3dfx tribute: Rampage, Sage, Fear, Mojo...

Good or nothing about the dead.
A proverb.

In this article we shall kindly recollect unreleased products of the 3dfx company that has suddenly left the 3D-market. First of all, let's talk about the long-suffering Rampage, as this name has appeared in the Internet a long time ago. The sad fate of dying unreleased overtook all 3dfx's uncompleted developments. Nevertheless we have a chance (though very small, first of all due to reasons of prestige) to see the remains of 3dfx's ideas in the future products of NVIDIA, since all 3dfx's legacy has been purchased by NVIDIA Corp. However, the latest developments of 3dfx are undoubtedly worthy of our notice.

On the moment of trademarks and the intellectual property purchase by NVIDIA, 3dfx has been developing (in order of planned appearance) the following products:

Spectre (Rampage rasterizer and Sage geometrical processor)
Fear (Fusion rasterizer and Sage2 geometrical processor)
Mojo (combined rasterizer and geometrical processor, tiled architecture)

Forever preliminary

Let's talk about Rampage+Sage combination. We have the maximum information content about these chips, furthermore on the moment of 3dfx sale they have already been realized in silicon. Actually, Spectre has been ready for final testing and then and for mass production.

We are many, he's the only...

With persistence, worthy of filing in the annals, 3dfx holds on to the multichip architecture.
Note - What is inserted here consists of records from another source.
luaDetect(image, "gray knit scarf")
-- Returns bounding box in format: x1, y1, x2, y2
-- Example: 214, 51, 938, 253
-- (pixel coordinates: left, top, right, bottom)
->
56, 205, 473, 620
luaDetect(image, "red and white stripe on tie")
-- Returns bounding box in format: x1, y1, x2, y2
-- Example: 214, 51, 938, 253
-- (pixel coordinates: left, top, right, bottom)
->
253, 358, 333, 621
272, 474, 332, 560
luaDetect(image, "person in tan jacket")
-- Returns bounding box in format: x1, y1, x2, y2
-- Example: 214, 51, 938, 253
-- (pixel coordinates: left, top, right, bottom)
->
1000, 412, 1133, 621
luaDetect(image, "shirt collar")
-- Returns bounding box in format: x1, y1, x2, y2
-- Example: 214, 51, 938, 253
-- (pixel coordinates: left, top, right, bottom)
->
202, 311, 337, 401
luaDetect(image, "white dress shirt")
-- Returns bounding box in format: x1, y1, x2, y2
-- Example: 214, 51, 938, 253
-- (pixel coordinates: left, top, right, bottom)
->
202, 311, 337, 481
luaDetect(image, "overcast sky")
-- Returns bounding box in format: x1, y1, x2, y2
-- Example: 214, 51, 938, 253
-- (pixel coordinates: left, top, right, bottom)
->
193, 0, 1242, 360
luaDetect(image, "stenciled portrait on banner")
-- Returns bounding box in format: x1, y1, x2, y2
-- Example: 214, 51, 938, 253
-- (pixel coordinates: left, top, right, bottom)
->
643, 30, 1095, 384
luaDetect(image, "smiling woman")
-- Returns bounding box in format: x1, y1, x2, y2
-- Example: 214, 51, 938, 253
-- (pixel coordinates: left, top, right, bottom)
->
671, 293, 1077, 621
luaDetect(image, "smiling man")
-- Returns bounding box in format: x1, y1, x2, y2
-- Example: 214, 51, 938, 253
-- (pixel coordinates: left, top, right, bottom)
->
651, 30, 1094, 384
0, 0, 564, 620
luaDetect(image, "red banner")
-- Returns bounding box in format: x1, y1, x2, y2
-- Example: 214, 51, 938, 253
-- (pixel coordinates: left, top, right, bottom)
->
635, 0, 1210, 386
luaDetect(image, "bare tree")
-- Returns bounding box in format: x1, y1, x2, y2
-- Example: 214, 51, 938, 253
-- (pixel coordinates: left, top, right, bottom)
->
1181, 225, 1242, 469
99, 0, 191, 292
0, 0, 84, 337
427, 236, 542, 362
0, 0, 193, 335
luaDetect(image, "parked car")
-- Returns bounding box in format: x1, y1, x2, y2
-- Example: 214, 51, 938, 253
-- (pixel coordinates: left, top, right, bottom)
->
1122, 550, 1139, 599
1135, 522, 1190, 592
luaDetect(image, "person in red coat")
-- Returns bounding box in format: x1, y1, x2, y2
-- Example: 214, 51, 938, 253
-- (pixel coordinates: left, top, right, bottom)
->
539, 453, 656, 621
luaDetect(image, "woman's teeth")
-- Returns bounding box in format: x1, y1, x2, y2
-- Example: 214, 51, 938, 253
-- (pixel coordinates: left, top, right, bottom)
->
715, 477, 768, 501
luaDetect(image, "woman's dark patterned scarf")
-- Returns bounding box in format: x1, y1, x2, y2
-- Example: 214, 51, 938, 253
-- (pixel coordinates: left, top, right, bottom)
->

First, the filing speed of accelerators is scaled by increasing the number of rasterizer chips. This time the geometrical processor is also realized as the separate chip. This is quite logical:

Each rasterizer doesn't need the geometrical processor thus it's easier to have a common one.
It's possible to make the geometrical processor work as the AGP 4x bridge to provide operation of two or four chips simultaneously with complete support of all AGP features. With its help it is possible to easily solve other tasks of managing several rasterizer chips.

The application of rasterizer chips with their own memory buses will increase its effective bandwidth. But any pro has its contra. First of all it's the high price of the multichip accelerator. Another thing is that we are forced to duplicate textures in the local chip memory. These are well-known aspects. And here's a new one - it is not clear where to store geometry. It's too prodigal to make another local geometrical buffer for Sage. Then we should:

Store all geometrical information in the system memory and access it via AGP and probably to cache the large part of it directly on the chip.
It is also possible to write it to the local memory buffer (via rasterizers) and read it the same way.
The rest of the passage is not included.